Bring your own IP?
→ Michael Woller
The commercial use of private apps and the licensing implications of remote software access are hot topics for businesses.
Business use of privately purchased apps
Apps on private devices
BYOD of course requires use of private-owned equipment for business purposes. Thus, employees may also tend to use apps installed on their own devices for business purposes. Apart from the IT security issues which the use of apps not pre-approved by the IT department raises, businesses also need to also consider the licensing implications of this situation.
Applicable license terms
Legitimate use of apps is always based on license agreements needed to be concluded between the apps’ sellers (eg the developers who offered the app in an app store) and the users purchasing the apps. If the app is not sold under individual license terms provided by the seller, the standard licensing terms of the app shop operators may apply. If the applicable licensing terms contain restrictions on the app’s commercial use, these apps may not be used for business purpose. This needs to be considered when facilitating or allowing BYOD within a company’s IT infrastructure.
Commercial use of private apps not covered by Apple’s T&Cs
Let’s take Apple’s terms and conditions as an example: These foresee for apps purchased by a commercial enterprise that such apps may be used by one of the purchaser’s employees on a device “owned or controlled” by the employer (without indicating a restriction on commercial use). On the other hand, Apple’s terms and conditions also read: “If you are an individual acting in your personal capacity, you may download and sync an App Store Product for personal, noncommercial use on any iOS Device you own or control.”
Hence, while a company could purchase and employees could use apps on company owned or company controlled devices, a privately purchased app is restricted to non-commercial use. Employers therefore run the risk of encouraging employees to a breach of license by their employees.
BYOD policy and “controlling” private devices
Employers are therefore well advised to address the use of privately purchased apps in a BYOD policy clarifying that employees shall ensure that they are using only those apps in business which allow for commercial use. Further, in IT environments in which BYOD is a key factor, employers may consider purchasing apps to be used on employees’ private devices (with respect to the Apple app store, this can be done via a separate app store account owned by the company). However – again using the Apple app store terms and conditions as an example – as use of company owned apps is only allowed on devices owned or controlled by the company, the employer would need to ensure that they have sufficient “control” over employees’ private devices (on the one hand, this needs to be addressed in a BYOD policy, on the other it needs to be implemented in the corporate IT environment).
Access licensed software via VDI or remote access to client PCs
Accessing company resources via private devices
Under BYOD, employees also bring their own devices to work to access the company network, or they can access the network remotely with their devices. This non-device bound, ubiquitous access to the enterprise work environment may boost employees’ efficiency and availability.
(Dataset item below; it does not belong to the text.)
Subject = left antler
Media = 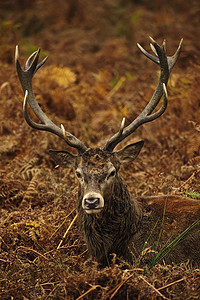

Remote access via various devices may trigger additional license charges
Businesses need to consider whether their software licensing contracts for products being accessed remotely are compatible with such use of private devices. Various standard software license agreements foresee client-based licensing, meaning that licenses will need to be paid for every device that can access the licensed products. Depending on the respective license terms laid down in the agreements, this generally applies to all devices accessing the licensed software via virtual desktop infrastructure (VDI) or even remote access solutions to client PCs. Of course, this not only concerns corporate workstations, smartphones or tablets, but also employees’ privately owned devices used for business purposes. Thus, in remote access and VDI environments, the use of several devices per user may trigger (additional) license charges.
Review of license contracts advisable
Businesses allowing remote access to certain systems are well advised to review their existing software licensing contracts in view of the current trend to BYOD and multi-device use they are facing, in order to ensure that their infrastructure is still compliant with the current licensing environment.